# Fallen out of love



## In limbo (Apr 4, 2010)

This is my first time posting. This year will be 21 years married - this is my second marriage - the first time I was young and it lasted only a year. We are good friends now but it took some growing up. Then I met a man who was the total opposite of me and married him. Whatever the reason or the rhyme, I don't feel any "love" for him anymore. I don't want to hug him, hold him, hold his hand or make love. I am tired of laying there hoping it would soon be over. But I want to hold hands with a man, hug him, kiss him and make love to him. I want to sit on the couch and watch a movie with him. I want to have that look with someone that you can't get enought of them. I am so hurting inside. I hate this situation. If finances were different I would leave. My husband keeps telling me he loves me and that I'm pretty but it doesn't do anything for me or make me feel differently. I know he wants to have sex or even some kind of contact but I just don't feel that way towards him. If finances were different I would leave right now but I can't. I guess what I want to know is is this what happens after 20 years? You just do it to satisfy the other and then go about your daily lives. Work, school, church, vacations, holidays, etc. and don't have that "loving" feeling. I guess I want that fairy tale ending. Please someone help me figure this out.


----------



## Carefulthoughts (Jan 21, 2010)

Honestly it sounds like your husband is the one about relationships , marriage , and happy endings. You seem to only be about yourself which doesn't make a marriage or relationship. I bet your unhappiness is from something within yourself and nothing to do with him. 
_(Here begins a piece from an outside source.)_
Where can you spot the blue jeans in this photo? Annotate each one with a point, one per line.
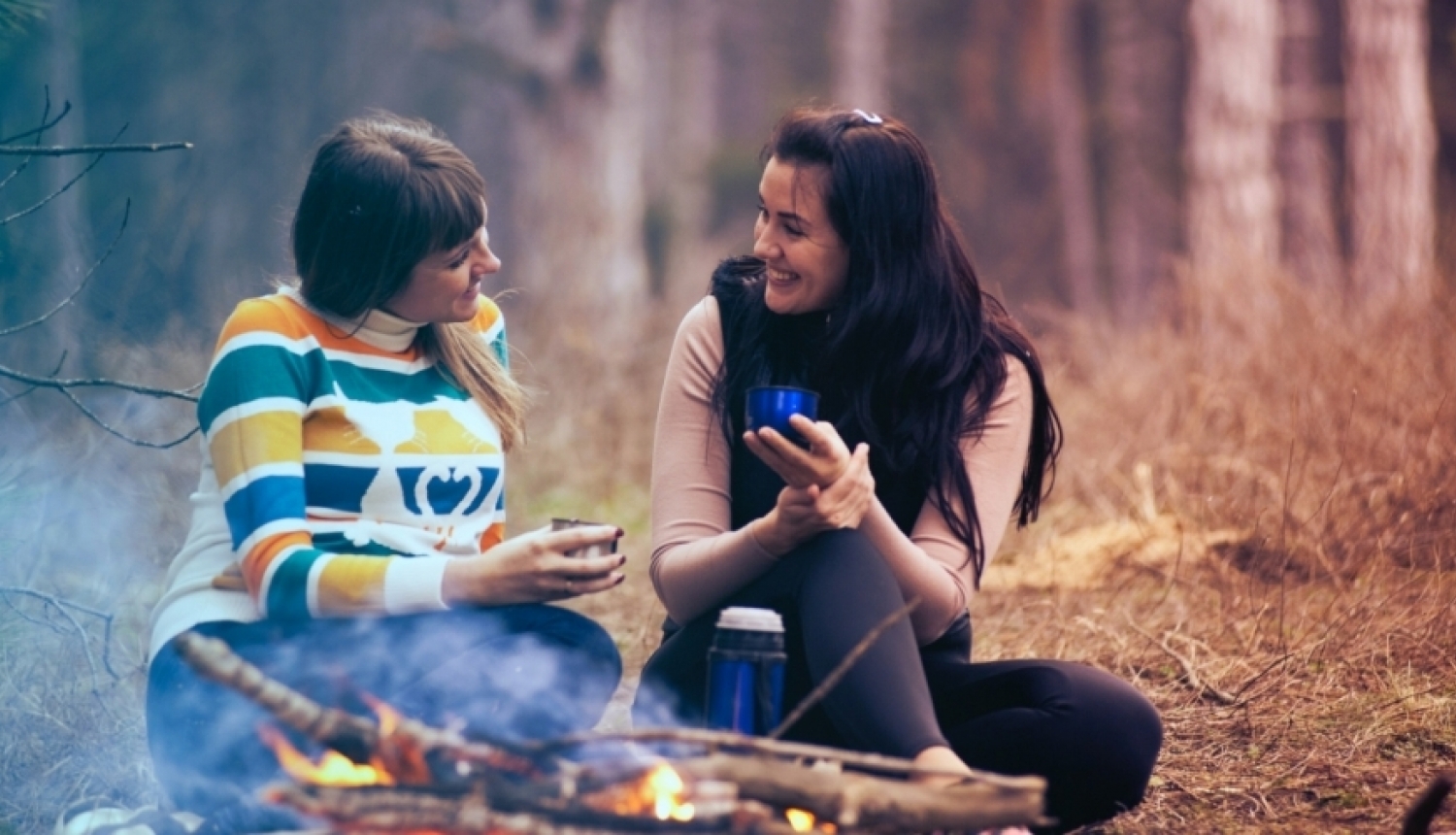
(507, 672)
I don't think running away from a marriage you partly caused will bring you any happiness because you don't understand why you even feel the way you do. 

I think you owe it to him to search within yourself to why your really unhappy. Your post doesn't say you have tried to do anything to change your situation other then you want to run away. Running is easy and normally gets you no where in the end.


----------



## OneMarriedGuy (Apr 5, 2010)

Careful thoughts - I'm not sure if wanting to be happy yourself really constitutes being selfish...

Me thinks you both need to reconnect. Women are better relationship barometers than guys. Guys may wish things were better but just figure they are OK and that is that way things are.

You may find your husband feels a bit the same way as you do. You may just need to listen to each other more, go out on date.s "You never take me out" is not maybe the best way to approach this  - maybe make a date and tell him you picked it out because you wanted to spend more time with him.

Going to counseling doesn't mean there is something wrong with you, it means you want to make your situation better. I've certainly spent moneey on worse things


----------



## turnera (Jan 22, 2010)

How many hours each week do you spend together doing non-kid, non-work things? To stay in love, you have to act like you're in love - go on dates, talk to each other, share interests, do new things together...generally just 'feel good' together. If you aren't doing this, of course you will feel out of love.

It takes work. 

But just leaving this marriage won't fix that. You'll fall 'out of love' with the next guy, too, if you don't put some work into it.

Question: What has changed in the last 6 months? Are you taking a class? New job? New thing for the kids you're going to? What's changed?


----------